At present, the naringin is mainly obtained by two methods of plant extraction and chemical synthesis. The naringin with higher purity is difficult to obtain by extracting from plants, and the extraction rate is low; the chemical synthesis of naringin is time-consuming and laborious.
Disclosure of Invention
In order to solve the problems, the invention provides a preparation method of the naringin, which is simple to operate, low in cost, capable of obtaining the naringin with higher purity and high in naringin synthesis efficiency.
In order to achieve the above object, the technical scheme adopted by the invention for solving the technical problems is as follows:
a method for preparing naringin, which comprises the following steps:
adding alpha-L-rhamnosidase into naringin solution, reacting at 50-70deg.C and pH of 5.0-7.0, reacting for 10min, adding L-rhamnose, and reacting at 400rpm for 24 hr to obtain naringin.
According to the preparation method of the naringin, disclosed by the embodiment of the invention, naringin is hydrolyzed by alpha-L-rhamnosidase to generate the prunin, then L-rhamnose is taken as a glycosyl donor, the prunin is taken as a glycoside acceptor, and the glycosyl transfer activity of the prunin is utilized to synthesize the naringin; thus, the rutin with higher purity can be obtained at low cost without using expensive compounds, and the efficiency of synthesizing the rutin is high.
In addition, the preparation method of the naringin provided by the embodiment of the invention can also have the following additional technical characteristics:
alternatively, the cDNA sequence of the alpha-L-rhamnosidase (2062 bp, NCBI accession No. KC 750908.1), amino acid sequence (655 AA).
Optionally, the concentration of the naringin solution is 0.005mol/L-0.07mol/L, the concentration of alpha-L-rhamnosidase is 50 mug/mL, and the concentration of L-rhamnose is 0.05mol/L-1.5mol/L.

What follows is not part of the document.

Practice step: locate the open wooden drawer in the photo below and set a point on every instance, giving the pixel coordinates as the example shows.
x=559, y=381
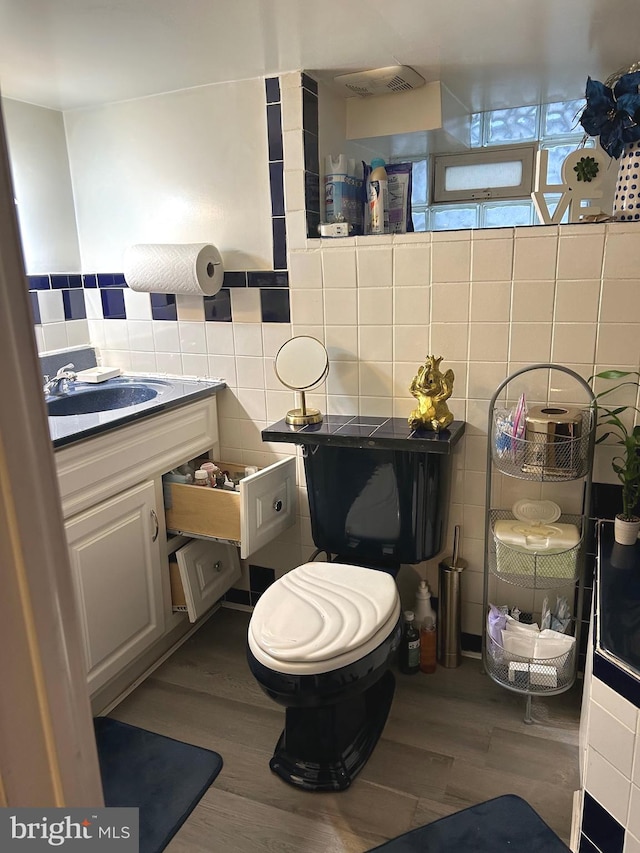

Optionally, the naringin solution has a concentration of 0.03mol/L and L-rhamnose has a concentration of 1.0mol/L.
Optionally, the naringin solution, the alpha-L-rhamnosidase and the L-rhamnose are added in a ratio of 6:1:6.
Alternatively, the temperature is 60 ℃, and the pH is 6.0.
Additional aspects and advantages of the invention will be set forth in part in the description which follows, and in part will be obvious from the description, or may be learned by practice of the invention.
Drawings
FIG. 1 is a liquid chromatogram of a product according to an embodiment of the present invention with naringin and naringin standard (note: A: naringin standard; B: naringin standard; C: sample of the glycosyl transfer reaction of example 3; D: addition of the same concentration of naringin to sample of example 3);
FIG. 2 is a liquid chromatogram of the product of example 1 according to the invention;
FIG. 3 is a liquid chromatogram of the product of example 2 according to the invention;
FIG. 4 is a liquid chromatogram of the product of example 3 according to the invention;
fig. 5 is a yield of naringin according to an embodiment of the present invention.
Detailed Description
The technical scheme of the invention is described below through specific examples. It is to be understood that the mention of one or more method steps of the present invention does not exclude the presence of other method steps before and after the combination step or that other method steps may be interposed between these explicitly mentioned steps; it should also be understood that these examples are illustrative of the present invention and are not intended to limit the scope of the present invention. Moreover, unless otherwise indicated, the numbering of the method steps is merely a convenient tool for identifying the method steps and is not intended to limit the order of arrangement of the method steps or to limit the scope of the invention in which the invention may be practiced, as such changes or modifications in their relative relationships may be regarded as within the scope of the invention without substantial modification to the technical matter.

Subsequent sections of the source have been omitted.